VIDEO: Whale Freed from 4,000 Pounds of Fishing Gear in New York

A multi-state team recently freed a whale entangled in more than 4,000 pounds of fishing gear as it swam through New York’s Ambrose Channel.

The four-day rescue effort began when recreational boater spotted the distressed animal off the coast of the Rockaways in New York City and reported it to the Coast Guard. Experts from New York, Massachusetts and New Jersey came together to free the whale.

First on the scene, rescue workers from the New York State Department of Environmental Conservation and the Atlantic Marine Conservation Society surveyed the whale. They discovered something was anchoring it to the seafloor, preventing it from swimming and making it difficult for the whale to hold its head above water to breathe.

Surveyors returned to the whale the following day and discovered what was weighing it down — over 4,000 pounds of steel fishing gear and several buoys. The team took photographs to document the entanglement, which left the whale in immediate danger of being attacked by a predator or hit by a ship passing through the channel.

The New York team called on disentanglement experts from the Center for Coastal Studies in Provincetown, Massachusetts, for help. The next day, the Center’s experts used an inflatable boat to approach the whale and start cutting away the debris.

By nightfall, the team had detached multiple buoys and cut through some of the gear that was tangled around the whale’s fluke. It would take another day of work to fully free the ocean giant.

“That was among the more challenging whale disentanglement cases we have dealt with,” Scott Landry, director of Marine Animal Entanglement Response at the Center, said in a statement. “That whale was fighting to live. All the folks we were working with on the water the last two days were fighting to help it.”

On the fourth day of the rescue, a research vessel from New Jersey’s Monmouth University and a U.S. Army Corps of Engineers Drift Collection Vessel were deployed to aid the effort, along with the NOAA Northeast Fisheries Science Center’s Sandy Hook lab.

The team used hacksaws and other heavy-duty equipment to make the final cuts to a steel cable trapping the whale and remove the debris from the ocean.
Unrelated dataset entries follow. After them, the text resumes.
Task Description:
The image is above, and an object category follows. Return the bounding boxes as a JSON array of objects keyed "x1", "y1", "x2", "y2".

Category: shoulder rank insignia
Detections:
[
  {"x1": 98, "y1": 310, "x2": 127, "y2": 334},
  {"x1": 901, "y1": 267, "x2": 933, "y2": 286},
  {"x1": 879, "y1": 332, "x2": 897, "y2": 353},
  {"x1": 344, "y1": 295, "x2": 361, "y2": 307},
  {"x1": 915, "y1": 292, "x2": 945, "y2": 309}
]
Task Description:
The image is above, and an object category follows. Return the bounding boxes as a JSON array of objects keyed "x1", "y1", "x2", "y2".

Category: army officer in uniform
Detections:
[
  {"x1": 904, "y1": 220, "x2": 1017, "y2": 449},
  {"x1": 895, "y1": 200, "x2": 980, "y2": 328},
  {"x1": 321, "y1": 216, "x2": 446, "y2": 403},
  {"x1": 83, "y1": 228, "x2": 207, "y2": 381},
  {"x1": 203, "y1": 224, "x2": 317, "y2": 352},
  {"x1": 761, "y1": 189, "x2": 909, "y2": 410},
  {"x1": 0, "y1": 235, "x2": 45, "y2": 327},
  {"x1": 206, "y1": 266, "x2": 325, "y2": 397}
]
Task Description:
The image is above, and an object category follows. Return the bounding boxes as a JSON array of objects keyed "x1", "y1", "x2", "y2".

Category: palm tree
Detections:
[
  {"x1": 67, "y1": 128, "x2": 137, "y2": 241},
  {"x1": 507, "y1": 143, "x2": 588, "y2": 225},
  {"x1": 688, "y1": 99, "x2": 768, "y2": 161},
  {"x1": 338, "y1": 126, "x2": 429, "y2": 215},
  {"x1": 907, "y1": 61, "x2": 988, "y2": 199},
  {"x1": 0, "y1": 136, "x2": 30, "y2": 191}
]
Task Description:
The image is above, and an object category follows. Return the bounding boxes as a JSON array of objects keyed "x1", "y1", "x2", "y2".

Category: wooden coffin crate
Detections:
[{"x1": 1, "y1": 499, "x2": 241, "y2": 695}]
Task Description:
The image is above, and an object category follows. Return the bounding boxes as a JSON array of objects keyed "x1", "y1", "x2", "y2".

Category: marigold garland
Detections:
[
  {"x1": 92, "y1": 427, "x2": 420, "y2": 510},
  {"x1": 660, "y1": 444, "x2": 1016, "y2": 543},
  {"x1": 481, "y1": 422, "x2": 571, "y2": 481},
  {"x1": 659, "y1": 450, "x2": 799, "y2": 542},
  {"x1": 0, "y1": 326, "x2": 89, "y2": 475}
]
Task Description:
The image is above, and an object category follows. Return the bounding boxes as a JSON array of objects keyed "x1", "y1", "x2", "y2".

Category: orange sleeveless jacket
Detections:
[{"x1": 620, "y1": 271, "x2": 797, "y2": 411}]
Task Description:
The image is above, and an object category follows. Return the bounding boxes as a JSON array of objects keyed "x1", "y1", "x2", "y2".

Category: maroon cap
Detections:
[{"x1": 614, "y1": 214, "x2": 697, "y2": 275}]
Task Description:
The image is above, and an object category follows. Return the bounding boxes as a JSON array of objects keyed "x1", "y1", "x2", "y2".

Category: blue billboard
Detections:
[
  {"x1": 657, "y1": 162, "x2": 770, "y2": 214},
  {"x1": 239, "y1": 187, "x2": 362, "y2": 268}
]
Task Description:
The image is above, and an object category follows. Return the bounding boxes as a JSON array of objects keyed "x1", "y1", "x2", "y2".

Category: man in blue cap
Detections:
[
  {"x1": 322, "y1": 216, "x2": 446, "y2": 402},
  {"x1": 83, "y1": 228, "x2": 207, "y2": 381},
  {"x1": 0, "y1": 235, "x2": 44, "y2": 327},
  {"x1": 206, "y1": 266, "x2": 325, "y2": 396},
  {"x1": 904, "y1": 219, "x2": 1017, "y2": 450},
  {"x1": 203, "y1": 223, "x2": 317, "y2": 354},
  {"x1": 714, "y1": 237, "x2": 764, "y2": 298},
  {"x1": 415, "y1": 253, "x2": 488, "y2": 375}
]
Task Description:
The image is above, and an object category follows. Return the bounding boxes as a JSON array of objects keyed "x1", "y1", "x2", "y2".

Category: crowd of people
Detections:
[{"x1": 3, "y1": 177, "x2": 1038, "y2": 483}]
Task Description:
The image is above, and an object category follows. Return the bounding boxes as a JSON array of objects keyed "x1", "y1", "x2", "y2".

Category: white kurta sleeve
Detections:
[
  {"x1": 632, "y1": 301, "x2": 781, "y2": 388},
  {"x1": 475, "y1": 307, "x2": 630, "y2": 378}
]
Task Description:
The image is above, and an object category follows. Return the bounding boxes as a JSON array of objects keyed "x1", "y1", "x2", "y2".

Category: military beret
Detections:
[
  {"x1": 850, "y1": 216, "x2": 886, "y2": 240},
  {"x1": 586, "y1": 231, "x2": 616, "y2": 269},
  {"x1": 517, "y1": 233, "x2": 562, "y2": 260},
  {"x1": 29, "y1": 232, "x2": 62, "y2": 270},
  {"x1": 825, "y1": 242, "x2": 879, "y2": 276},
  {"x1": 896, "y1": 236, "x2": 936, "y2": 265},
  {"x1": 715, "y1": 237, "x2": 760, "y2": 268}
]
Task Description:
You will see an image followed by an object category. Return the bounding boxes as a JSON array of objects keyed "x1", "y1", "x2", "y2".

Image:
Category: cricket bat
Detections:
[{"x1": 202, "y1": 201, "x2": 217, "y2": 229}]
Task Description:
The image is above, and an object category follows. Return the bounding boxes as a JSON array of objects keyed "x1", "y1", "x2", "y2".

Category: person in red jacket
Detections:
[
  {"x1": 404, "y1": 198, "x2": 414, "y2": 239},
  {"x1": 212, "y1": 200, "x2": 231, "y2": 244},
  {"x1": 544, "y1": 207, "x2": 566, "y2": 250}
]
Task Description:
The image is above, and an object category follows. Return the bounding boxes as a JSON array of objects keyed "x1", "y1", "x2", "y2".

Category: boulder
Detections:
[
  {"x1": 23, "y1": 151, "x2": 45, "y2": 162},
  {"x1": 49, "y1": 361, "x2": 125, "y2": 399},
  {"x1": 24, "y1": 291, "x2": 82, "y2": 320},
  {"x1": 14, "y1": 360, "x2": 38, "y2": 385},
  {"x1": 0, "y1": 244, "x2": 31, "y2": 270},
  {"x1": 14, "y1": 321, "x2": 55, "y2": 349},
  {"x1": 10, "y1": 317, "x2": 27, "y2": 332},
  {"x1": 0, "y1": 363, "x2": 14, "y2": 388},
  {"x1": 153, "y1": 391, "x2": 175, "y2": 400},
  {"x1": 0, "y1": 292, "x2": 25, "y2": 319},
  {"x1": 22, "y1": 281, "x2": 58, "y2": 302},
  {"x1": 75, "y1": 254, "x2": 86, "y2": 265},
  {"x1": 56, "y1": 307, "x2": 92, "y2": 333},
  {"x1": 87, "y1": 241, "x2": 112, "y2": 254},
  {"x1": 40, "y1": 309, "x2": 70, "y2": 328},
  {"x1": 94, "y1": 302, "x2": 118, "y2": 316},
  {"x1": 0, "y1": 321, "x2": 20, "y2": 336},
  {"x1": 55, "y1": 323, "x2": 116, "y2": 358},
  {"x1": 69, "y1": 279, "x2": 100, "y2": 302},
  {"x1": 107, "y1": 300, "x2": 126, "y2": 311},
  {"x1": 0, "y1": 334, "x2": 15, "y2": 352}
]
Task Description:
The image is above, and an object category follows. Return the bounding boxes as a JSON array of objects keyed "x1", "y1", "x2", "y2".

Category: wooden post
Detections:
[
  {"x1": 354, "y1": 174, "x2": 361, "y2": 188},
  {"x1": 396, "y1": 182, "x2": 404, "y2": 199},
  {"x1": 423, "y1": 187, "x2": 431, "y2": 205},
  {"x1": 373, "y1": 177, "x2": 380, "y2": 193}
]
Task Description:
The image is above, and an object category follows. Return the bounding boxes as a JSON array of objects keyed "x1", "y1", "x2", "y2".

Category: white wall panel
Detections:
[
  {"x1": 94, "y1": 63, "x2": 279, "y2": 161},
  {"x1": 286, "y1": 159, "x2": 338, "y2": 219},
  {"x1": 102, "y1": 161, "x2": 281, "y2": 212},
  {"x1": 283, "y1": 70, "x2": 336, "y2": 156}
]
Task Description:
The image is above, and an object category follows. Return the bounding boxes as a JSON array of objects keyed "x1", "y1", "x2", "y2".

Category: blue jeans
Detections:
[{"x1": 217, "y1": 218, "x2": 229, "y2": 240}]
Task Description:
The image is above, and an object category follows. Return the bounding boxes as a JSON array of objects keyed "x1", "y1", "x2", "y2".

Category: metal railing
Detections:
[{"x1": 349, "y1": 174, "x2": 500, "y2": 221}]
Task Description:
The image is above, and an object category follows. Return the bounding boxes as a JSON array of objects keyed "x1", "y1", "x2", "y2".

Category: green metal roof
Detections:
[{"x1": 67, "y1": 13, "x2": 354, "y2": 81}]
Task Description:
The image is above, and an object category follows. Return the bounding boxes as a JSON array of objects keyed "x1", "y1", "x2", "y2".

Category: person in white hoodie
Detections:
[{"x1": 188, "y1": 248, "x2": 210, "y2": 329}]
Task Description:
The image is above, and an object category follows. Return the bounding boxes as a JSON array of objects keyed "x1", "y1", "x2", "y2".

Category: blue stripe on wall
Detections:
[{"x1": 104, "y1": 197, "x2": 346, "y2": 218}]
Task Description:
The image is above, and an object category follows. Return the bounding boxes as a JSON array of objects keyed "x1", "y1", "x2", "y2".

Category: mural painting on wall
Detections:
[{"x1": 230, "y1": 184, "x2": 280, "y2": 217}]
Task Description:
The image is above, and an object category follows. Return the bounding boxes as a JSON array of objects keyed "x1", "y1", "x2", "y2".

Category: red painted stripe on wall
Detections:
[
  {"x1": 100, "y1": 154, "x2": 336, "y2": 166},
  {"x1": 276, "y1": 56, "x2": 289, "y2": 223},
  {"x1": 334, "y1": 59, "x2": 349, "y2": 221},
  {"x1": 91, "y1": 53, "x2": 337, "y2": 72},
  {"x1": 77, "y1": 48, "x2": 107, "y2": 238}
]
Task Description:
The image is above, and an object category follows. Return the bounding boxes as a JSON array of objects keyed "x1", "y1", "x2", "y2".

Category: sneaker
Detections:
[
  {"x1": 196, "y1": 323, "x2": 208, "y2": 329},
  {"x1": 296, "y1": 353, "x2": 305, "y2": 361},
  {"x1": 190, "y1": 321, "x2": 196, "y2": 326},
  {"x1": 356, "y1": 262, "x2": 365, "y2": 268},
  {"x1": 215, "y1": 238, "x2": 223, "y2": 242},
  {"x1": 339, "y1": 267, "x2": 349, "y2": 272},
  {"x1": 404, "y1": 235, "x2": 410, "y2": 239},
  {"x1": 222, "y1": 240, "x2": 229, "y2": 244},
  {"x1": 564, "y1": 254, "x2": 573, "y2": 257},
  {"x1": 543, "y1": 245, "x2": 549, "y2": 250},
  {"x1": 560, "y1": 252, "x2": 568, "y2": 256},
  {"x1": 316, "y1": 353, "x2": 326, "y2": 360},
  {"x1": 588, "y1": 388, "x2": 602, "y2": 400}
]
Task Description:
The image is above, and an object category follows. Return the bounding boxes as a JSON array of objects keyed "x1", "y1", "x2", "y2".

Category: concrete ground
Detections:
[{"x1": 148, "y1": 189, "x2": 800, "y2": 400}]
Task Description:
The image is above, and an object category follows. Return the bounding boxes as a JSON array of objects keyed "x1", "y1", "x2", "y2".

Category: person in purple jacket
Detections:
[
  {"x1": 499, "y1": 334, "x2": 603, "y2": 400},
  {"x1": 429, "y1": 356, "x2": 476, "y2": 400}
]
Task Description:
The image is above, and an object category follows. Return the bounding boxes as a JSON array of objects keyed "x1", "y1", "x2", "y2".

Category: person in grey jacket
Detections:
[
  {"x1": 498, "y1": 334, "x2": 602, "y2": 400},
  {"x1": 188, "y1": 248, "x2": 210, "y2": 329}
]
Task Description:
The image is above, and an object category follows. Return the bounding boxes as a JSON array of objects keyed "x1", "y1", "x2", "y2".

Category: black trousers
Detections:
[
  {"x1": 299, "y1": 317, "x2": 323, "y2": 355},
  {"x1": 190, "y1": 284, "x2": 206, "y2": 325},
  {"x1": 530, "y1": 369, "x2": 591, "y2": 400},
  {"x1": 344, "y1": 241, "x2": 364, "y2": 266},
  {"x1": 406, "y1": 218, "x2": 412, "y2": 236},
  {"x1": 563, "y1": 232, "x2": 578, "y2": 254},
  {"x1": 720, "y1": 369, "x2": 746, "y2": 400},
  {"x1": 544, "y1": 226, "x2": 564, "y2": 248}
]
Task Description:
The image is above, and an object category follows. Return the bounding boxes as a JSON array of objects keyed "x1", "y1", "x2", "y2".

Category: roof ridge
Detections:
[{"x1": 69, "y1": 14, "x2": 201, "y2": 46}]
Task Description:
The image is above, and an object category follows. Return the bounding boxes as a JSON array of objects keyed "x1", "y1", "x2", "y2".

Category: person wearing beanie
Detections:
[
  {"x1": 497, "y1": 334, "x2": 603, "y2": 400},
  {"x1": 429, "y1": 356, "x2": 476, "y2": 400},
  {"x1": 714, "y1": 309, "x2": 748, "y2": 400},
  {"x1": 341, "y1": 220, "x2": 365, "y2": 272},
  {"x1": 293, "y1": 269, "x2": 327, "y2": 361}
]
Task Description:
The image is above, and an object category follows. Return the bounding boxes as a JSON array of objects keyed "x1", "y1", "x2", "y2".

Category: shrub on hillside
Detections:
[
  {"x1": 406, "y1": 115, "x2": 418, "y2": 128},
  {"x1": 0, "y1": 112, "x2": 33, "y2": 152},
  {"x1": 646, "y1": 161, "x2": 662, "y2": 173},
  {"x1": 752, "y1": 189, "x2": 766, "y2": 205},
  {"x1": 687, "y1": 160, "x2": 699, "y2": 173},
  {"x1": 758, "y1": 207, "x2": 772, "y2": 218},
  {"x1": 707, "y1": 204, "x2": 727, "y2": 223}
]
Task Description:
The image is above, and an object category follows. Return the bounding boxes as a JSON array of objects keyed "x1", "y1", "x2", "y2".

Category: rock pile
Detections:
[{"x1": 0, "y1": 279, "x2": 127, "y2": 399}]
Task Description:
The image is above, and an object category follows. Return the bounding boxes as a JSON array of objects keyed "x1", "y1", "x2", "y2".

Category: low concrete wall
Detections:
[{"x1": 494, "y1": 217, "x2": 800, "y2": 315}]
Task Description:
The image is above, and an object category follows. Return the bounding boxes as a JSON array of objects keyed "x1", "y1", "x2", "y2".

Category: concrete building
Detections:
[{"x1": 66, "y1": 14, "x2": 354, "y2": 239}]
By 4 p.m., the team watched as the whale swam free with few visible severe injuries, namely cuts along its body and a few deeper lacerations at its tail.

“Without intervention, that whale would not have survived,” Landry says. “While it’s not entirely out of the woods yet, its prospects are now 100% better than what they were. We are optimistic we will see the whale again and, like the majority of humpback whales off our coast, it will bear the scars of entanglement.”

The whale was spotted off the coast of Long Island in early August about a week after the rescue. He appeared to be doing just fine.